O debate também é destaque na Filosofia. Conforme Oliveira, saúde mental é um assunto bastante explorado por estudiosos da área, principalmente na contemporaneidade. “É um tema de muita repercussão principalmente se levar em consideração a obra do [Michel] Foucault. No fim, o problema central da obra em que ele trabalha com o tema é o problema da estigmatização. Ele mostra que nem sempre a doença mental foi tratada como vem sendo tratada na contemporaneidade. Isso daria para o estudante uma série de argumentos”, afirma o docente da PUCPR .
Perda para o aluno
Junto com Artes, Filosofia e Sociologia tiveram a carga horária reduzida pela metade no currículo da Rede Estadual de Ensino do Paraná. De duas aulas por semana, agora será apenas uma, dentro de uma nova matriz curricular que passa a valer já neste ano. A decisão foi tomada pelo governo de Ratinho Jr. sem debate entre a comunidade escolar, o que gerou questionamentos.

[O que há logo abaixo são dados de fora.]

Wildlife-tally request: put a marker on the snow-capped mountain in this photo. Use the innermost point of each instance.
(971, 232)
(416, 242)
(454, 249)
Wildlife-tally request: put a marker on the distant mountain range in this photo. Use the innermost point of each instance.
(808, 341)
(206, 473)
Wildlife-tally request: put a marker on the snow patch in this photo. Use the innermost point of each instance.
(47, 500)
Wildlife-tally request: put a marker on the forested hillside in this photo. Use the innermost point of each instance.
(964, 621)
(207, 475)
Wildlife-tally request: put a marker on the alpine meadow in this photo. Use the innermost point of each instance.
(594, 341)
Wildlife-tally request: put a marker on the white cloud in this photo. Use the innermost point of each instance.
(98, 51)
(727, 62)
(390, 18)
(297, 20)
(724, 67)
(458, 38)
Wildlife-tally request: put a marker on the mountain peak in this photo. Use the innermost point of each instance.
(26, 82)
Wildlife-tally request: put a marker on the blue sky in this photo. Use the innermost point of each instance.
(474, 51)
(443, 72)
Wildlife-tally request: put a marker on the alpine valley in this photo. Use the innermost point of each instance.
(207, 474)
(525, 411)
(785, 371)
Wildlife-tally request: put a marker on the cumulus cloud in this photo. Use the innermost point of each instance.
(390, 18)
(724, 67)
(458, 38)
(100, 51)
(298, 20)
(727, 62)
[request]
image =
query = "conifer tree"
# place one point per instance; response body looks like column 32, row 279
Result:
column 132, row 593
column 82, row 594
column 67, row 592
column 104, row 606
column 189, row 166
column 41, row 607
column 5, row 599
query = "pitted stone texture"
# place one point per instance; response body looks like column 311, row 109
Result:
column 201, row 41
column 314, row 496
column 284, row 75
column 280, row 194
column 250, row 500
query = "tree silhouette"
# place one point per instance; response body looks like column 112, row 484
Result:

Ao Plural, o diretor de Educação da Secretaria de Estado da Educação e do Esporte (Seed), Roni Miranda, chegou a dizer que não houve debate porque, se não, “cada professor iria puxar para o seu lado”. Também atrelou a escolha de reduzir a presença destas áreas no novo currículo a uma “preocupação com o emprego” dos jovens alunos.
No entanto, especialistas avaliam a medida como um retrocesso que pode limitar o desenvolvimento da capacidade analítica e crítica dos estudantes e, consequentemente, o desempenho dos alunos em exames e processos seletivos, como é o caso do Enem.
Segundo Czajka, uma das principais características do exame é exigir do estudante uma reação reflexiva diante dos problemas apresentados – capacidade trabalhada, sobretudo, por conteúdos da Filosofia, da Sociologia, da História e da Geografia Humana.
“Eu diria que nem só nas questões de Humanas, mas nas questões de Linguagens também o aluno tem que ter compreensão global dos fatos históricos e dos fatos sociais”, observa o docente.
Por isso, para ele, a decisão tomada pelo governo do Paraná pode acabar prejudicando os alunos da Rede Pública, que têm o Enem como uma das principais portas de entrada para o Ensino Superior.
“Pensando a Educação como política pública, temos que entender também a presença dessas disciplinas de construção de conhecimento como direito que os alunos têm para construir a sua compreensão, construir o seu argumento e ter, depois, um bom desempenho nessas provas. Se eles não têm essa percepção, serão prejudicados nessas provas.”
O coordenador do curso de Filosofia da PUCPR avalia que a percepção enviesada sobre muitos dos temas contemplados pelas disciplinas de Humanas pode ser interpretada como um dos motivos que leva conteúdos de Sociologia, Filosofia e Artes a perderem espaço nos currículos. Em sua opinião, pesa ainda o fato de que, ao invés de serem reconhecidas como instrumento de independência intelectual dos alunos, acabam cada vez mais enfraquecidas dentro de uma política que destoa do caminho no qual a Educação deveria caminhar.
“Hoje, falar de direitos humanos, saúde, gênero, natureza, democracia, pensamento crítico já é associado à esquerda. Mas no caso da democracia, por exemplo, a bandeira da democracia não deveria nunca ser uma bandeira de A ou de B. Deveria ser de toda a sociedade, assim como temas de direitos humano. Mas, de repente, a gente tem uma parte da sociedade que acha que não deve falar, que não deve assumir e, de alguma forma, isso repercute nas falas dos governantes. No caso do Paraná, a gente tem ainda essa questão da diminuição das aulas, que vem na contramão justamente do que mais a gente precisa”, conclui Oliveira.